A News Extract from the Annual Review of Nutrition,
17:353-381 1997,
DIETARY PHYTOESTROGENS
By Kurtzer MS, Xu X
 
“When James Duke, Ph.D., an economic botanist and former U.S. Department of Agriculture researcher, tosses red clover sprouts into salads, he isn't seeking simply flavor or crunch. Red clover (Trifolium pratense) contains genistein, an anticancer compound that prevents new blood vessels from forming with in a tumor. (Genistein can also be found in soy, black beans and peanuts.) Since tumors rely on new blood vessels to grow, genistein effectively starves the cancer.
 
Red clover is one of the world's oldest and most common natural cancer remedies.
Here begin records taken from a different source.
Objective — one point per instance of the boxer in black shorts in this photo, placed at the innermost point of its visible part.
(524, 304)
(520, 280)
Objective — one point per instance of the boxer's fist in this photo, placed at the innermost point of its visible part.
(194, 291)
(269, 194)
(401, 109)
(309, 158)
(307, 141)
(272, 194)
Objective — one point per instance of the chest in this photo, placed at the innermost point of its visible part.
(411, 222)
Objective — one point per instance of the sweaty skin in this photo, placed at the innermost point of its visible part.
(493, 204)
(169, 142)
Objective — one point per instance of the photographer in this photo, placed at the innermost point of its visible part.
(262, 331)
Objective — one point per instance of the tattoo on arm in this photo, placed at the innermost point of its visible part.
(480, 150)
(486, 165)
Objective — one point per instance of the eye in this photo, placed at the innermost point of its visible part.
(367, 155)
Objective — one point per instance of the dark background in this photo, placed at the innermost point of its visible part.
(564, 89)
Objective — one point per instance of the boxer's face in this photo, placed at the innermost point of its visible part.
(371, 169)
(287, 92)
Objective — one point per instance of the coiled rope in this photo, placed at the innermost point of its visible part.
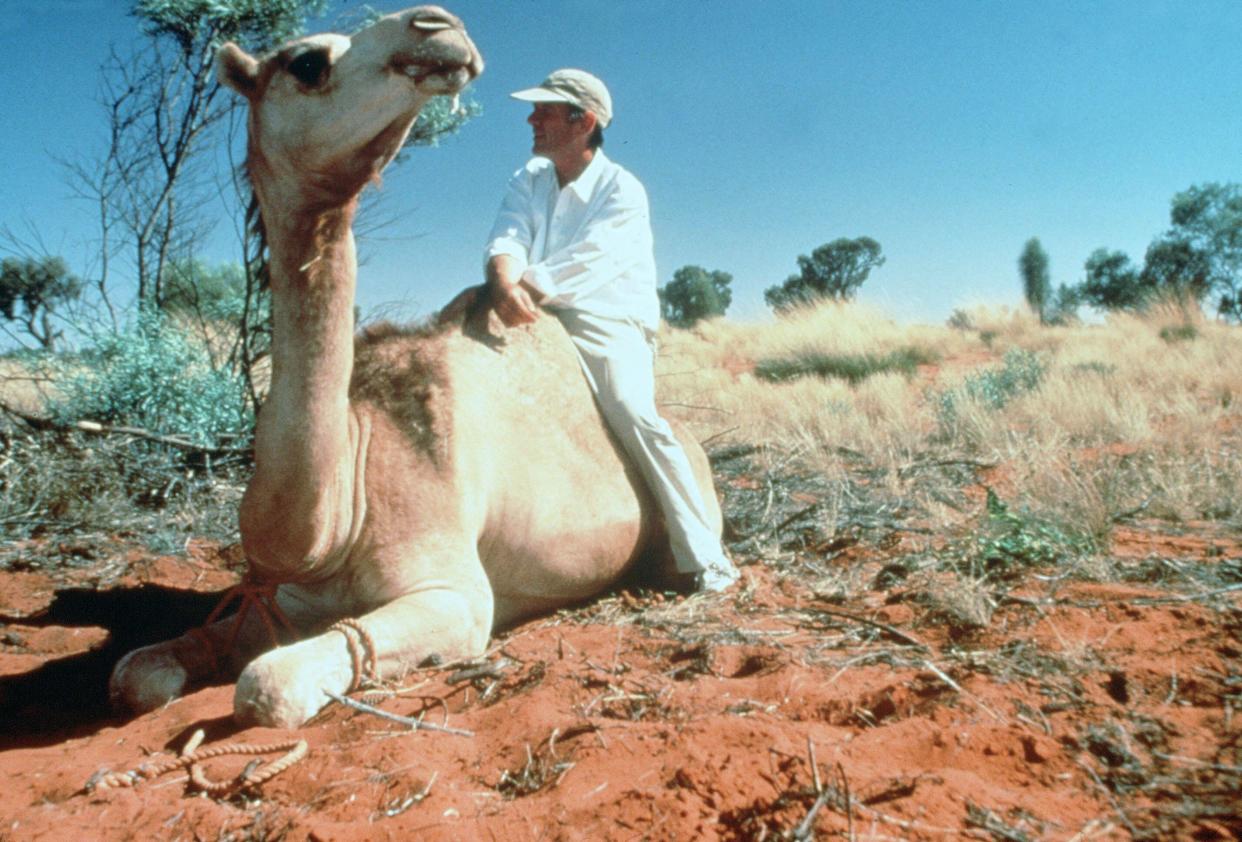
(191, 759)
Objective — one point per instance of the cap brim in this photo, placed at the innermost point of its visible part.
(540, 95)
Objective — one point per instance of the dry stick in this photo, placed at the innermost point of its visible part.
(804, 828)
(717, 435)
(415, 724)
(40, 422)
(1117, 807)
(845, 786)
(489, 669)
(1187, 597)
(815, 765)
(894, 632)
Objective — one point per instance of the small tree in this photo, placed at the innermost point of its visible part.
(694, 293)
(30, 292)
(1206, 242)
(1063, 306)
(1112, 282)
(1036, 282)
(834, 271)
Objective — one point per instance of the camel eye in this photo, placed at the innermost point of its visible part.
(311, 67)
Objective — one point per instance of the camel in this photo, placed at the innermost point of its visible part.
(414, 489)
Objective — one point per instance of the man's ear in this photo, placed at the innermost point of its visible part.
(237, 70)
(588, 122)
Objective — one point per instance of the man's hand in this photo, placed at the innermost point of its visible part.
(514, 301)
(514, 304)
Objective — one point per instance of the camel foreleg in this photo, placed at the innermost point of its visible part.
(155, 674)
(287, 686)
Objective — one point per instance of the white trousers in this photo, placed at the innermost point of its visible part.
(619, 360)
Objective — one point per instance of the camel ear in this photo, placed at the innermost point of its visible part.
(237, 70)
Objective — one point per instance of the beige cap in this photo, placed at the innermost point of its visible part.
(574, 87)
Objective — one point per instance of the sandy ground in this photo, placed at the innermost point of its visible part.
(1081, 712)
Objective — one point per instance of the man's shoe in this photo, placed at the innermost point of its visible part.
(716, 578)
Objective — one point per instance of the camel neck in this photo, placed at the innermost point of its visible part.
(306, 441)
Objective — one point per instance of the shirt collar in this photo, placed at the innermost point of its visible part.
(584, 185)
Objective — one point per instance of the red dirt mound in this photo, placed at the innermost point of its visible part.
(1084, 712)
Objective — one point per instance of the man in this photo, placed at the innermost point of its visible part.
(574, 235)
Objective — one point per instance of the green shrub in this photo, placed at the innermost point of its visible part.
(1179, 333)
(1020, 371)
(852, 368)
(157, 376)
(1009, 540)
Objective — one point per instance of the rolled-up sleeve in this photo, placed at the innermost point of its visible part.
(611, 247)
(513, 232)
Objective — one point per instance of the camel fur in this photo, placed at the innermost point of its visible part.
(435, 483)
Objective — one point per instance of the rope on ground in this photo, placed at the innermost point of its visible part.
(362, 652)
(191, 760)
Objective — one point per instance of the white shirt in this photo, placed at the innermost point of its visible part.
(586, 246)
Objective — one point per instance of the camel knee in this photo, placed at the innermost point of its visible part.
(147, 678)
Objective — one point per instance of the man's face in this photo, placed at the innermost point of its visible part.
(554, 133)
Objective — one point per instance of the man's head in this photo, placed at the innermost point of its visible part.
(569, 106)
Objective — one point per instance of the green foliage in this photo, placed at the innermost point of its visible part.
(852, 368)
(1020, 373)
(1007, 542)
(210, 293)
(255, 24)
(1199, 255)
(834, 271)
(1113, 283)
(30, 292)
(1036, 281)
(1207, 227)
(154, 375)
(1063, 307)
(694, 293)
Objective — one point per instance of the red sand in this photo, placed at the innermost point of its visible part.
(642, 718)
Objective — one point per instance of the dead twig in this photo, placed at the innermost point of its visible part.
(874, 624)
(488, 669)
(414, 724)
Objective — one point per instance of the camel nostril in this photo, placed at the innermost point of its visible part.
(431, 22)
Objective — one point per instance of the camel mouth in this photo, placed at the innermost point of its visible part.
(439, 78)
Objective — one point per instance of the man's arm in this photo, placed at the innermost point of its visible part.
(513, 299)
(616, 241)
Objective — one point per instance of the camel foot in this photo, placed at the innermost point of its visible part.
(286, 687)
(147, 678)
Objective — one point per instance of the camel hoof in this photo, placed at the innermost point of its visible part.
(285, 688)
(145, 679)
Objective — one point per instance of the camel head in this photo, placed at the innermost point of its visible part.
(328, 112)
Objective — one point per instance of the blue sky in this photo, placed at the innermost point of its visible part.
(948, 131)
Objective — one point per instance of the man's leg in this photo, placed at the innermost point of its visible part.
(619, 364)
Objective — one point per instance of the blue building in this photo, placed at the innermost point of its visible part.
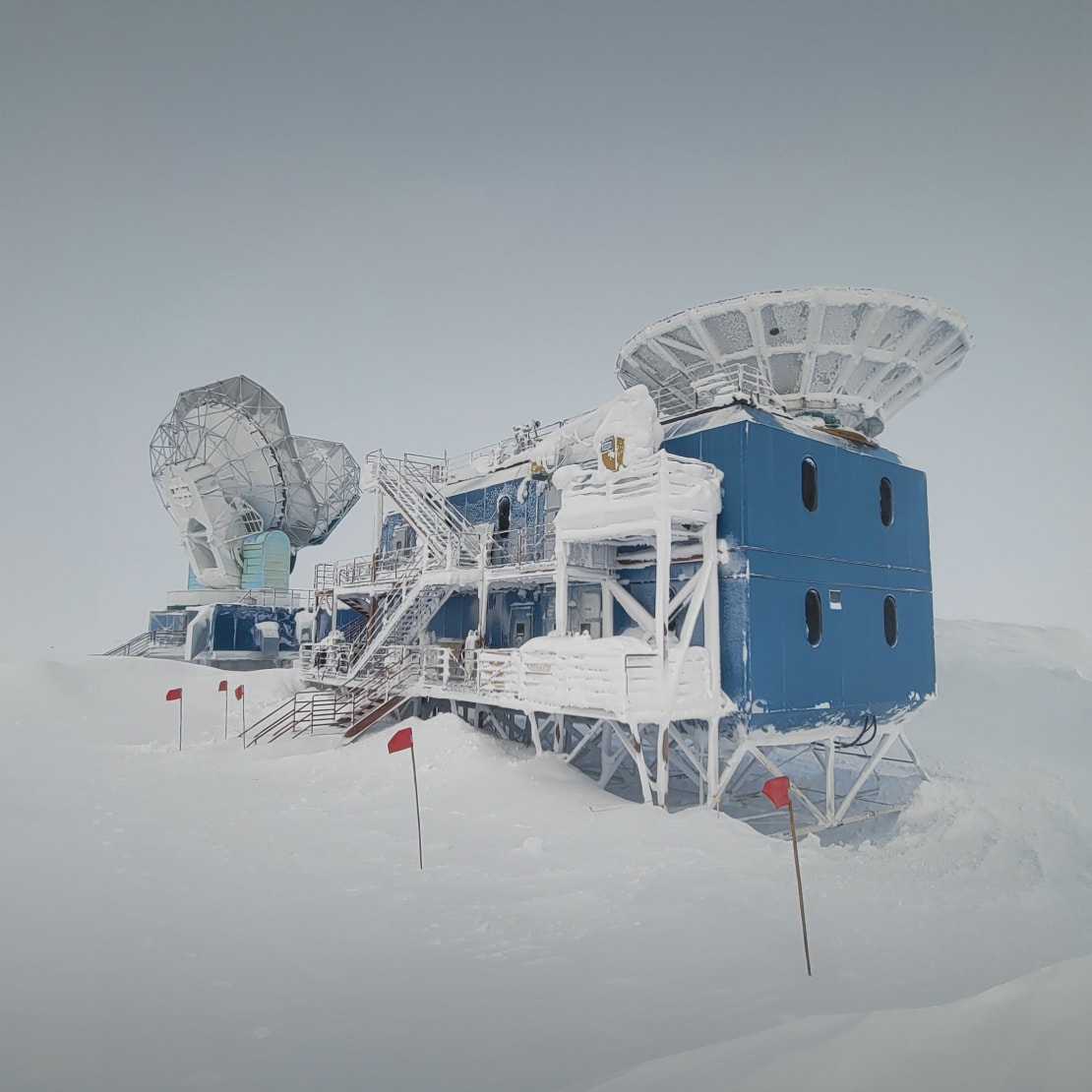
(715, 577)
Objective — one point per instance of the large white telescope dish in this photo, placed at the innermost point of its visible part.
(857, 355)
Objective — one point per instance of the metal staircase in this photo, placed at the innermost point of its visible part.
(446, 541)
(450, 539)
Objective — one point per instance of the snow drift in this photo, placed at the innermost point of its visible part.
(256, 920)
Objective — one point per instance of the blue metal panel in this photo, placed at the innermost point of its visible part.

In fact, one study found that 33 cultures use the herb against the disease. However, it may create problems for certain cancer patients. For example, says Labriola, women being treated for breast cancer with the drug tamoxifen should avoid red clover because tamoxifen prevents estrogen from reaching a tumor, and phytoestrogenic compounds in red clover could undermine that action. In this case, it's possible red clover could feed, not starve, an estrogen-dependent breast tumor, Labriola warns. (Editor's Note: These same phytoestrogenic compounds can be helpful with menopausal symptoms in women who wish to naturally increase their estrogen levels.)
 
The scientific study of red clover is still new. Although its anticancer compounds make it an effective cancer-fighting food for some people, only further research will clarify red clover's future cancer treatment role (Cancer Research, vol. 48, no. 22).”